Hashtagactivism. Also called social media activism, or internet activism. Most people have participated in it even if they haven't. If you ever talked about #Kony2012, liked a post about Michelle Obama's #BringBackOurGirls, or tweeted about #BlackLivesMatter, you have participated in internet activism.
So you may be wondering, what exactly is Hashtagactivism. According to author of @ is for Activism: Dissent, Resistance and Rebellion in a Digital Culture, Joss Hands, Hashtagactivism “supporting and creating awareness on social issues via social media sites and networks.” To be a social activist is easy. The majority of it is retweeting something with a hashtag that your followers will see or responding to an article about a certain issue. The point is to share these issues with your social media friends and followers in hopes that they spread it to their friends and followers. This sharing of ideas helps issues get around and inspire people to think about their opinions on them.
Social media activism is effective because it allows people to voice their opinions and get educated in a plethora of social issues. How does it do that you ask? Because most social media sites are fairly easy to use. For Twitter, Facebook, and Instagram, you post, add a couple of hashtags and/or filters and you are good to go. Hashtag activism is also effective because it arguably gives the most underrepresented voice, millennials, a chance to voice their opinions, get heard, and be at the forefront of great change. And lastly, it is effective because social media activism is able to reach so many people very quickly. I personally keep track of a lot of things via social media because it is constantly being updated in real time by real people and not potentially biased media outlets (looking at you, Fox News).

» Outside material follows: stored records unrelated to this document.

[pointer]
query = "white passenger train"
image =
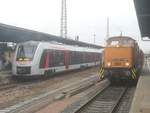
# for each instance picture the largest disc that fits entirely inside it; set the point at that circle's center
(35, 58)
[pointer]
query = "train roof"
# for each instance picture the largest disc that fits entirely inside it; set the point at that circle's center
(15, 34)
(61, 46)
(120, 37)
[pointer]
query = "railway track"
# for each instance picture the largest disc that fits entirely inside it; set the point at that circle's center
(105, 101)
(7, 86)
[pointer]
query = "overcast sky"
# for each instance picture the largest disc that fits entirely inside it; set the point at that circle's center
(85, 17)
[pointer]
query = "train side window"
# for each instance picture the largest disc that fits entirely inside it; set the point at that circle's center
(42, 60)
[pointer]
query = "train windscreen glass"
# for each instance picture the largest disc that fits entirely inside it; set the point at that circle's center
(26, 52)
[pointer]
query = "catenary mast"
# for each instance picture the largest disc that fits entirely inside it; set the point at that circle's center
(63, 29)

FREDDIE GRAY HAS BEEN MENTIONED #DemocraticDebate #BlackLivesMatter
— talayah (@layaaaaaah) October">https://twitter.com/layaaaaaah/status/654101719584... 14, 2015
In recent history, social media activism has gotten a lot done. For example #IStandWithPP. #IStandWithPP was created by and in support with the millions of American women who go to Planned Parenthood for a multitude of reproductive health service. Services that also include abortion. In what the Washington Post says was a highly political move, the Susan G. Komen Foundation, known for their extensive research on breast cancer, decided to cut nearly 700,000 dollars in funding from Planned Parenthood. Social media users took to their platforms and stood up for the women that would be affected by this cut as well as the huge step back in women’s rights. This hashtag described how people felt about the decision to revoke this funding. In response, the Komen Foundation restored the funding and issued an apology.
Another example would be #Ferguson. #Ferguson was created after the murder of Michael Brown by Ferguson officer, Darren Wilson, and the unrest that ensued after he was not indicted. In the story of Twitter activist, Deray Mckesson @deray on Twitter, he left his home in Minnesota to be a part of the protests that we going on in Ferguson. By tweeting and finding other users who were using #Ferguson, we were able to find housing and plan protests as well as give first-hand accounts of what was happening in Ferguson for people who were not there, such as myself.
As any true hashtag activist knows, there are two sides to every argument, this one included. There are some that think social media activism is for people who are too lazy to "actually do something about it". Many people, including the binge-tastic director Shonda Rhimes, have said such things. In Rhimes’ commencement speech at her alma mater, Dartmouth College, she said “A hashtag does not change anything.” and created a hashtag of her own “#StopPretendingHashtagsAreTheSameAsDoingSomething. (I thought this was funny because she uses hashtags to spread awareness about her shows.) What she, and many others, fail to understand, social activism IS doing something. It is raising awareness that leads to action and things being changed on national and international scales.
Social media activism isn't a cop-out for activism as we used to know it. Not everyone can take a day off and strike or occupy a building. Social media makes activism accessible to everyone, especially millennials.